Releases: tidyverse/haven

haven 2.3.0

29 May 13:50
Compare
Choose a tag to compare
  • labelled() gains the necessary support to work seemlessly in dplyr 1.0.0,
    tidyr 1.0.0, and other packages that use vctrs (@mikmart, #496).

  • labelled() vectors now explicitly inherit from the corresponding base
    types (e.g. integer, double, or character) (#509).

  • ReadStat update, including read_sas() supports for "any" encoding (#482),
    and fixes for compiler warnings.

haven 2.2.0

08 Nov 13:19
Compare
Choose a tag to compare

Partial reading

Thanks to the hard work of @mikmart, all read_*() functions gain three new arguments that allow you to read in only part of a large file:

  • col_select: selects columns to read with a tidyselect interface (#248).
  • skip: skips rows before reading data (#370).
  • n_max: limits the number of rows to read.

This also brings with it a deprecation: cols_only in read_sas() has been deprecated in favour of the new col_select argument.

Minor improvements and bug fixes

  • as_factor() allows non-unique labels when levels = "label". This fixes
    a particularly annoying printing bug (#424, @gergness)

  • read_sas() now supports (IS|E|B)8601(DT|DA|TM) date/time formats (@mikmart).

  • All write_ functions gain a .name_repair argument that controls
    what happens when the input dataset has repeated column names (#436).

  • All write_ functions can now write labelled vectors with NULL labels
    (#442).

  • write_dta() can now write dataset labels with the label argument,
    which defaults to the label attribute of the input data frame, if present
    (@gorcha, #449).

  • write_dta() works better with Stata 15, thanks to updated ReadStat (#461)

haven 2.1.1

04 Jul 17:15
Compare
Choose a tag to compare
  • Fixes for R CMD check

haven 2.1.0

19 Feb 13:06
Compare
Choose a tag to compare

Improved labelling

labelled objects get pretty printing that shows the labels and NA values when inside of a tbl_df. Turn this behaviour off with behavior using option(haven.show_pillar_labels = FALSE) (#340, @gergness).

labelled() and labelled_spss() now allow NULL labels.
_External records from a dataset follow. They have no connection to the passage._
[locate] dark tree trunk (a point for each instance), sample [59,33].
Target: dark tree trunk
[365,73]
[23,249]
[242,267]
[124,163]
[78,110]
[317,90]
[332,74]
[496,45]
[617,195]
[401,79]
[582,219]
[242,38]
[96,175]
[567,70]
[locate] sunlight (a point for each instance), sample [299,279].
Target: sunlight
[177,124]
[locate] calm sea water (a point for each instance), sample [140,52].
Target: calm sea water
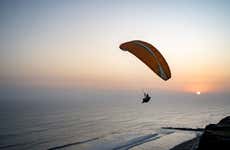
[63,119]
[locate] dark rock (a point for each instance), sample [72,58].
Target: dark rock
[216,136]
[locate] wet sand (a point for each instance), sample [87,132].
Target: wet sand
[188,145]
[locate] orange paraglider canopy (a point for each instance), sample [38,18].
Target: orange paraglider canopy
[149,55]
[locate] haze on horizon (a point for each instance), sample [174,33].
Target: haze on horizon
[76,44]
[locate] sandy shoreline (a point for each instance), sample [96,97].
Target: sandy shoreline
[188,145]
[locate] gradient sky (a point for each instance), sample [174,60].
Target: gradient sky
[56,43]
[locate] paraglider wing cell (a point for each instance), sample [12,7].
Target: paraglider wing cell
[149,55]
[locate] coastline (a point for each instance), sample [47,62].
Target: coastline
[188,145]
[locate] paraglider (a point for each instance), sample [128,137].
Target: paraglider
[149,55]
[146,99]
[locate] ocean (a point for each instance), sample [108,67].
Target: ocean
[76,119]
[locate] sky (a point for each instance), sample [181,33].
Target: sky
[70,44]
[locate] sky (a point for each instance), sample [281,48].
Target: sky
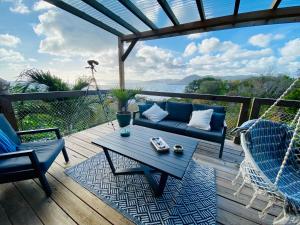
[34,34]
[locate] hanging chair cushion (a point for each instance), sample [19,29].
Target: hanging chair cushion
[268,142]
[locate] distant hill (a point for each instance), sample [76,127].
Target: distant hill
[188,79]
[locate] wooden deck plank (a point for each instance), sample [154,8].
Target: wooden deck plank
[49,212]
[80,212]
[16,208]
[3,217]
[72,204]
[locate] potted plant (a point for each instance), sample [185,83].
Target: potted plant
[124,96]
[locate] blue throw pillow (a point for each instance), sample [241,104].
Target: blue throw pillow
[217,121]
[6,145]
[143,108]
[179,111]
[159,103]
[217,109]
This makes both classes more flexible, allowing you to use them for their other attributes (#219).

labelled() tests that value labels are unique (@larmarange, #364)
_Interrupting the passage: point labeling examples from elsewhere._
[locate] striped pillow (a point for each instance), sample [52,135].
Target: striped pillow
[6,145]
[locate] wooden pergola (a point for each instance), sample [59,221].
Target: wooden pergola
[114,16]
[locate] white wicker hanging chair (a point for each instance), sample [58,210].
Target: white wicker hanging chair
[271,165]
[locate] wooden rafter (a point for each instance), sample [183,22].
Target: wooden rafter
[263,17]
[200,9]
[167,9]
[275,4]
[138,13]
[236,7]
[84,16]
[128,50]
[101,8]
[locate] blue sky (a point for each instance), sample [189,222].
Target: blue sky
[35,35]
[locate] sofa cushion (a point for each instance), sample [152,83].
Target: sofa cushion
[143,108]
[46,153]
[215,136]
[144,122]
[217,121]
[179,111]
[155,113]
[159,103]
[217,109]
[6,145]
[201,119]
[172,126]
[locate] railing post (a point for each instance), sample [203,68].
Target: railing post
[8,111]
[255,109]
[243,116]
Minor improvements and bug fixes

  • as_factor():

    • Is faster when input doesn't contain any missing values (@HughParsonage).
    • Added labelled method for backward compatbility (#414).
    • data.frame method now correctly passes ... along (#407, @zkamvar).
  • write_dta() now checks that the labelled values are integers, not the
    values themselves (#401).

  • Updated to latest ReadStat from @evanmiller:

    • read_por() can now read files from SPSS 25 (#412)
    • read_por() now uses base-30 instead of base-10 for the exponent (#413)
    • read_sas() can read zero column file (#420)
    • read_sav() reads long strings (#381)
    • read_sav() has greater memory limit allowing it to read more labels (#418)
    • read_spss() reads long variable labels (#422)
    • write_sav() no longer creates incorrect column names when >10k columns (#410)
    • write_sav() no longer crashes when writing long label names (#395)

haven 2.0.0

27 Nov 16:30
Compare
Choose a tag to compare

BREAKING CHANGES

  • labelled() and labelled_spss() now produce objects with class
    "haven_labelled" and "haven_labelled_spss". Previously, the "labelled"
    class name clashed with the labelled class defined by Hmisc (#329).
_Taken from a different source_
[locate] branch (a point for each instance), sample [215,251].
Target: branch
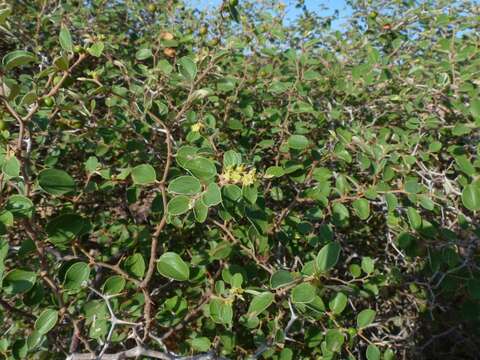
[141,351]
    Unfortunately I couldn't come up with a way to fix this problem except
    to change the class name; it seems reasonable that haven should be the one
    to change names given that Hmisc has been around much longer. This
    will require some changes to packages that use haven, but shouldn't
    affect user code.

Minor improvements

  • labelled() and labelled_spss() now support adding the label
    attribute to the resulting object. The label is a short,
    human-readable description of the object, and is now also used
    when printing, and can be easily removed using the new zap_label()
    function. (#362, @huftis)

    Previously, the label attribute was supported both when reading
    and writing SPSS files, but it was not possible to actually create
    objects in R having the label attribute using the constructors
    labelled() or labelled_spss().

haven 1.1.2

27 Jun 14:57
Compare
Choose a tag to compare
  • haven can read and write non-ASCII paths in R 3.5 (#371).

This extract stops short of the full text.